While in Georgia, the FRSS was co-located with the Georgian medical personnel so the corpsman and surgeons were able to perform combined-forces medical training including, mock mass-casualty drills, medical emergency scenarios and Medical Evacuation (MEDEVAC) procedures and techniques.
“The Georgians have medics and nurses that are very competent and eager to not only learn from us but to take care of their people as well as ours,” said Petty Officer 2nd Class Adam C. Strotz, hospital corpsman, A. Surgical Co., 4th Med. Bn.
“[From the Georgians] we’ve learned that you can do a lot with very little, and that you can bring back things that were done in the past and get success.”
The FRSS is considered the second echelon of medical care that follows the first level; immediate first aid on the front lines. After surgical resuscitation from the FRSS, the third level of care is a combat-support hospital that can provide more advanced medical and trauma care. The fourth level, outside the combat zone, provides definitive care before a casualty is transferred to the fifth level, a health care or medical center in the U.S.
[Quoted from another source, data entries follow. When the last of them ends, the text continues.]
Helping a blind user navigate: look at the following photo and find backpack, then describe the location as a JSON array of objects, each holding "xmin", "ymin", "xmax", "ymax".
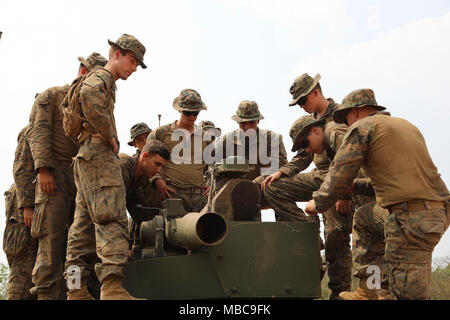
[{"xmin": 59, "ymin": 73, "xmax": 89, "ymax": 138}]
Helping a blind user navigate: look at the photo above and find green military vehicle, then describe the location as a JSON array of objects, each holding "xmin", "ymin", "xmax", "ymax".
[{"xmin": 123, "ymin": 161, "xmax": 321, "ymax": 300}]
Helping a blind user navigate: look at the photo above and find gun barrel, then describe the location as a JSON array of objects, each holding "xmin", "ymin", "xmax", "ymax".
[{"xmin": 165, "ymin": 212, "xmax": 227, "ymax": 249}]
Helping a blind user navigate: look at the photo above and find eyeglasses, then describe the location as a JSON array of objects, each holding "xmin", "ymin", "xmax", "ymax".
[
  {"xmin": 183, "ymin": 110, "xmax": 200, "ymax": 116},
  {"xmin": 297, "ymin": 95, "xmax": 308, "ymax": 107}
]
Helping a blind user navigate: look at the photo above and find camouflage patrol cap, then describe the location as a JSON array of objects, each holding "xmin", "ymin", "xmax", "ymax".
[
  {"xmin": 231, "ymin": 100, "xmax": 264, "ymax": 122},
  {"xmin": 108, "ymin": 33, "xmax": 147, "ymax": 69},
  {"xmin": 289, "ymin": 73, "xmax": 321, "ymax": 107},
  {"xmin": 333, "ymin": 89, "xmax": 386, "ymax": 123},
  {"xmin": 128, "ymin": 122, "xmax": 152, "ymax": 146},
  {"xmin": 78, "ymin": 52, "xmax": 108, "ymax": 71},
  {"xmin": 173, "ymin": 89, "xmax": 207, "ymax": 111},
  {"xmin": 289, "ymin": 116, "xmax": 326, "ymax": 152}
]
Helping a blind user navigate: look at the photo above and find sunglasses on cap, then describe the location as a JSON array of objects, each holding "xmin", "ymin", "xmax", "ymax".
[
  {"xmin": 182, "ymin": 110, "xmax": 200, "ymax": 116},
  {"xmin": 297, "ymin": 95, "xmax": 308, "ymax": 107}
]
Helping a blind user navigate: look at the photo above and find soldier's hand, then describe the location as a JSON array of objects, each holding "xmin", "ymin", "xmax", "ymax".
[
  {"xmin": 108, "ymin": 137, "xmax": 119, "ymax": 153},
  {"xmin": 202, "ymin": 185, "xmax": 211, "ymax": 197},
  {"xmin": 305, "ymin": 200, "xmax": 318, "ymax": 216},
  {"xmin": 155, "ymin": 179, "xmax": 177, "ymax": 200},
  {"xmin": 37, "ymin": 167, "xmax": 56, "ymax": 194},
  {"xmin": 261, "ymin": 171, "xmax": 283, "ymax": 191},
  {"xmin": 336, "ymin": 200, "xmax": 352, "ymax": 214},
  {"xmin": 23, "ymin": 207, "xmax": 34, "ymax": 228}
]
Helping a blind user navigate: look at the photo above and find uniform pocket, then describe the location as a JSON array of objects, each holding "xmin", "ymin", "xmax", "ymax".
[
  {"xmin": 92, "ymin": 185, "xmax": 126, "ymax": 224},
  {"xmin": 3, "ymin": 219, "xmax": 30, "ymax": 256},
  {"xmin": 31, "ymin": 201, "xmax": 48, "ymax": 238}
]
In addition to the training aspect, the FRSS is fully operational and capable of treating Marines during their counterinsurgency training for Agile Spirit.
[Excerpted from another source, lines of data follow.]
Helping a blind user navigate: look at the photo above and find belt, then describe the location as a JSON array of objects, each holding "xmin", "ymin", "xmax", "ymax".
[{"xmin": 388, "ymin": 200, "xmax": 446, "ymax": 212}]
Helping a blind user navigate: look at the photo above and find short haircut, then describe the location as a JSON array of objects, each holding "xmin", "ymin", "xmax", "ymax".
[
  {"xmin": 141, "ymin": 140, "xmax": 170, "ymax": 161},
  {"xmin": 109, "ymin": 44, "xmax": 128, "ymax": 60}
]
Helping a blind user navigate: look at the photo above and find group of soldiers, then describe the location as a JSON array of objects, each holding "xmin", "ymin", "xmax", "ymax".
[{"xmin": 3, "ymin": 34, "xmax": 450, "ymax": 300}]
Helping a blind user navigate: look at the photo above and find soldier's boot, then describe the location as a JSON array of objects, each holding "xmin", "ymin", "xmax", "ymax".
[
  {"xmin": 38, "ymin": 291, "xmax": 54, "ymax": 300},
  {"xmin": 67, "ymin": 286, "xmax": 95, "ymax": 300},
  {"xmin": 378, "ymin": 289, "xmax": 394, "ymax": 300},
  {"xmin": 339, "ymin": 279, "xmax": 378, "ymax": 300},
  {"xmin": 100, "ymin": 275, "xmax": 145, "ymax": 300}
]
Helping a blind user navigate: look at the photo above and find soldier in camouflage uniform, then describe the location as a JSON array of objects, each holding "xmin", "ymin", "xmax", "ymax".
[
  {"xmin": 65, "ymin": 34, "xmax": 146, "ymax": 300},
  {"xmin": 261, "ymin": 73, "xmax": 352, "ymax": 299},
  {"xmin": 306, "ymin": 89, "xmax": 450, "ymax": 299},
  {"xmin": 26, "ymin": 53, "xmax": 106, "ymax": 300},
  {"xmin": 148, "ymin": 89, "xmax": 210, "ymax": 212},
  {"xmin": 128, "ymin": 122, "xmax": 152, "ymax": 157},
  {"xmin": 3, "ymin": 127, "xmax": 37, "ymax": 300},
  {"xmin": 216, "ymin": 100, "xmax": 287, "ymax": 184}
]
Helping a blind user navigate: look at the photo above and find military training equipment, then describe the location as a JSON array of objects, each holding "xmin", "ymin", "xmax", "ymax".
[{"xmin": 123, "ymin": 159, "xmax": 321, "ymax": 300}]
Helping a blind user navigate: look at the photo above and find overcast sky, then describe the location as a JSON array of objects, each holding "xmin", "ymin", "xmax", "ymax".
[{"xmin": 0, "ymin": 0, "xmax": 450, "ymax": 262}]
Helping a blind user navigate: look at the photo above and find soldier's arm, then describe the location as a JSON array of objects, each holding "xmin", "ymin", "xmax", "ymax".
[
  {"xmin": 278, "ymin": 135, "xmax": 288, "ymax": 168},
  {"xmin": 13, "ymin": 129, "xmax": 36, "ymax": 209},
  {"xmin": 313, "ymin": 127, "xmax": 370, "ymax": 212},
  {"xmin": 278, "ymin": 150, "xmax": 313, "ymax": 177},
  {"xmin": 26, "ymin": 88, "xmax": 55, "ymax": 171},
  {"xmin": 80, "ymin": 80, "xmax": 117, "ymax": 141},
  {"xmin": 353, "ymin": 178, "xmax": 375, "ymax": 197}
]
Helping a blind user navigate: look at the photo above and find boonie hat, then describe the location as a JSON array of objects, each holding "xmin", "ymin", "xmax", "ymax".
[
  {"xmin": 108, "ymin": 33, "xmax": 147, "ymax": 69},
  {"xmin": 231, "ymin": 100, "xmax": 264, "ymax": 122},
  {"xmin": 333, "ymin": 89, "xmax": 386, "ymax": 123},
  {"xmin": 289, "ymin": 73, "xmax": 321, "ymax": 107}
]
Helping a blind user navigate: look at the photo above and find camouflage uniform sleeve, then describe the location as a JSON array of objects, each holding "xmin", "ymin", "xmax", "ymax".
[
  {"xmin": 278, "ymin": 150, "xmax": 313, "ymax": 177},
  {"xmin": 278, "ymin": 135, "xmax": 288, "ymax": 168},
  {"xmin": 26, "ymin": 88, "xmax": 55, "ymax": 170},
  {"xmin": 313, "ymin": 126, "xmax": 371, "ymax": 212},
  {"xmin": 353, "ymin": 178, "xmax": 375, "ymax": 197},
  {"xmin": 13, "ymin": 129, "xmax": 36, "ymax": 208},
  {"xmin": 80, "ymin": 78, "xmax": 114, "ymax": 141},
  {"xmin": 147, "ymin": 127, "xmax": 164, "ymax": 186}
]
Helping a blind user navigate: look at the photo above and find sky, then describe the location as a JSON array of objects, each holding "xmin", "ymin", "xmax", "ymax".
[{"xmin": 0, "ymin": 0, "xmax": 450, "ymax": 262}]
“We’re providing real support. In case something goes off, we’re ready to go,” said Cole. “[We’ve] done this many times, not just in training but in Iraq and Afghanistan. We are very comfortable with this and our team came together very quickly on a level that would make it easy to treat a casualty,” added the Sycamore, Ill., native.
4th Med. Bn. is comprised of reservists who are actively practicing in the civilian medical world and are included with the 350 other U.S. Marines and sailors training alongside nearly 450 Georgian soldiers from the Georgian 4th Infantry Brigade in the Vaziani Training Area.
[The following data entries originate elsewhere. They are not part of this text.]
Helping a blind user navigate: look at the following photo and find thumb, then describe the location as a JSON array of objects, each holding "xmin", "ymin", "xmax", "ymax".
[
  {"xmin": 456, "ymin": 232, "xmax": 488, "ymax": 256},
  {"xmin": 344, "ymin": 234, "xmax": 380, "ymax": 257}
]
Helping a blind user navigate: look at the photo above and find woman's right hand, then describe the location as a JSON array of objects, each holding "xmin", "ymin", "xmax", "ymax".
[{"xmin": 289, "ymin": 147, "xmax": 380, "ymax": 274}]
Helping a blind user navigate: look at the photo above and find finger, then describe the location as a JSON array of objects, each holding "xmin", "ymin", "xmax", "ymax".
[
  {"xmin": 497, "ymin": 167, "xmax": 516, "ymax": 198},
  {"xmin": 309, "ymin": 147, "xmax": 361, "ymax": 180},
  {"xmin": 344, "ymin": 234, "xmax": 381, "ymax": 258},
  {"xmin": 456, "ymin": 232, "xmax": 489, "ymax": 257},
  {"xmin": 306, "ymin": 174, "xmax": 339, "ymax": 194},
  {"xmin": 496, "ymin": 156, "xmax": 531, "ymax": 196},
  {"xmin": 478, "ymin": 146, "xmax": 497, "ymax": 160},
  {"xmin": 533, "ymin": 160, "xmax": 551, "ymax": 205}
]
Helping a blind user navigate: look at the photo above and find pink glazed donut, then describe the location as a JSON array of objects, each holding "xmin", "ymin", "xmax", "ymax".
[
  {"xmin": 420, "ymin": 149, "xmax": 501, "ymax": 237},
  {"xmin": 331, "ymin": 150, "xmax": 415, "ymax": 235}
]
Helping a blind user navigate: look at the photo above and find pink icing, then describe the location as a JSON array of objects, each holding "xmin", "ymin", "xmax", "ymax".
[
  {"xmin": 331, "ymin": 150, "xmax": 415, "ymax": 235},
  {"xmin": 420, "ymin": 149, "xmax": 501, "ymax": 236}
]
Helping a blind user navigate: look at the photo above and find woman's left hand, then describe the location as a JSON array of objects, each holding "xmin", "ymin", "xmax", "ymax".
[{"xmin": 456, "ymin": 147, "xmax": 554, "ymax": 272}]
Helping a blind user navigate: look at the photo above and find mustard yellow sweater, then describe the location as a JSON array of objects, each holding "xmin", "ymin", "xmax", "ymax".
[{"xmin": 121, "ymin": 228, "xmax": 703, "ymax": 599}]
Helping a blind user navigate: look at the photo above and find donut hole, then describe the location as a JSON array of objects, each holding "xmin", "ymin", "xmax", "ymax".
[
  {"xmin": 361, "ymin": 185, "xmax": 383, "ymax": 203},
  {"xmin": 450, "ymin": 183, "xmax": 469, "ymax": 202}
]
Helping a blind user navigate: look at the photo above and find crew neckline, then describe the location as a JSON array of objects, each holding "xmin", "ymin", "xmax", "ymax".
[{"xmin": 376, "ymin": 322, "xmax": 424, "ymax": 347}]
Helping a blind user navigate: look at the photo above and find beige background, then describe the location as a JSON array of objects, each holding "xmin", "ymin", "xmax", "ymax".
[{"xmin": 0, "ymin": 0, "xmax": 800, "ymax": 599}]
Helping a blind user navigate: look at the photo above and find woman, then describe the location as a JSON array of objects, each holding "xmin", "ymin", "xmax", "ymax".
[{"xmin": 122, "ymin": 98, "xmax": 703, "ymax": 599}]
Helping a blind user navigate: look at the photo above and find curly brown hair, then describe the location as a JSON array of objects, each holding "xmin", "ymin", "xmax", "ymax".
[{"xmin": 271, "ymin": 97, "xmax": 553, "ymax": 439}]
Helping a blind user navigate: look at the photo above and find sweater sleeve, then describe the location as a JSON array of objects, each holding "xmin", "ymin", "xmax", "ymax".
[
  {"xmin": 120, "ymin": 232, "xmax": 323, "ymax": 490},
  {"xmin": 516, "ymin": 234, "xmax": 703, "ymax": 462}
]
“You need surgeons, nurses, pharmacy technicians and these guys are actually doing their jobs in their civilian life, so they are well aware of how to do their job,” said Harris.
“It’s good being with Marines; on the Navy side you might get more luxuries but with Marines you get that camaraderie. Civilians don’t appreciate medical as much as Marines do.”
Agile Spirit 2011 is the first of a scheduled annual exercise that supplements the U.S. military partnership with Georgia and the Georgia Deployment Program that prepares troops to deploy to Afghanistan in support of the International Security Assistance Force. Agile Spirit is designed to increase interoperability between forces by exchanging and enhancing each other’s capacity in counterinsurgency and peacekeeping operations.
Black Sea Rotational Force is a rotational deployment of Marines to the Black Sea, Balkan and Caucasus regions of Eastern Europe to participate in the security cooperation to build military capacity, provide regional stability, and develop lasting partnerships with nations in the region. BSRF-11 will be operating as a Special Purpose Marine Air-Ground Task Force until September of this year.